Pour le politologue ou le sociologue observateur du monde syndical, il
s’agit de mesurer de façon “ objective ” le nombre d’adhérents ou de
votants aux élections professionnelles, la distribution du pouvoir, les
formes de la participation institutionnelle, l’émergence d’une couche
spécifique de professionnels du syndicalisme, sans oublier les mouvements
et les logiques internes de ce microcosme bureaucratique, mais aussi les
incohérences de la chaîne du contrôle social, la plus ou moins grande
emprise des syndicats sur le monde du salariat, le niveau de satisfaction
des adhérents en rapport avec leurs motivations – tout cela, bien sûr,
sans remettre en cause les éléments qui fondent la société du capital.

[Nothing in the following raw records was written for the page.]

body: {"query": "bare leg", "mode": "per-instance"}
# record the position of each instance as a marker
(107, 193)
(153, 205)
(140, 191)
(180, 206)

L’analyse fine des différents aspects de la collaboration syndicale cache
– il est facile de s’en rendre compte – la logique de fond de cette
collaboration, la neutralité “ scientifique ” permettant d’éviter des
questions gênantes pour les dominants. Dans la quasi-totalité de la
littérature politologique et sociologique sur la question syndicale, ces
mêmes caractéristiques se retrouvent depuis un bon demi-siècle, et nous ne
sommes pas près de voir la chose se modifier. (Les rares analyses que l’on
pourrait qualifier d’extrême gauche sont souvent porteuses d’autres tares,
dont nous parlerons plus loin.) Cela nous ramène à la fonction sociale de
ces analystes, à savoir permettre à ceux qui détiennent le pouvoir de
comprendre ce qui se passe dans les profondeurs de la société qu’ils
dominent, de gérer les contradictions, de parer au plus pressé en évitant
les affrontements sur la base desquels un sujet social autonome pourrait
finir par se constituer. Dans leur regard de professionnels on retrouve
l’héritage de ceux qui, au XIXe, siècle se souciaient d’analyser le
comportement des “ classes dangereuses ” – les quelques exceptions qui
font tache ne faisant que confirmer la règle : le foisonnement des études
sur les chômeurs, les pauvres ou les jeunes de banlieue au regard de la
minceur des études sur les élites devrait suffire à nous en convaincre.La “ neutralité ” supposée de l’expert correspond le plus souvent à un
refus de mettre en discussion le cadre social existant, autrement dit au
choix d’adopter sans le dire le point de vue du donneur d’ordres. C’est
cette logique, jamais explicite, qui oriente la plupart des recherches
sociologiques, politologiques ou statistiques, ainsi que dans la plupart
des sondages dont les médias nous abreuvent à longueur de journées. Si
certains chercheurs ont su mettre à profit dans leurs travaux la capacité
de critique sociale que le mouvement de 68 nous avait laissée en héritage,
force est de reconnaître que cet acquis a été résorbé depuis, comme
d’ailleurs bien d’autres éléments nés dans les mouvements de l’époque.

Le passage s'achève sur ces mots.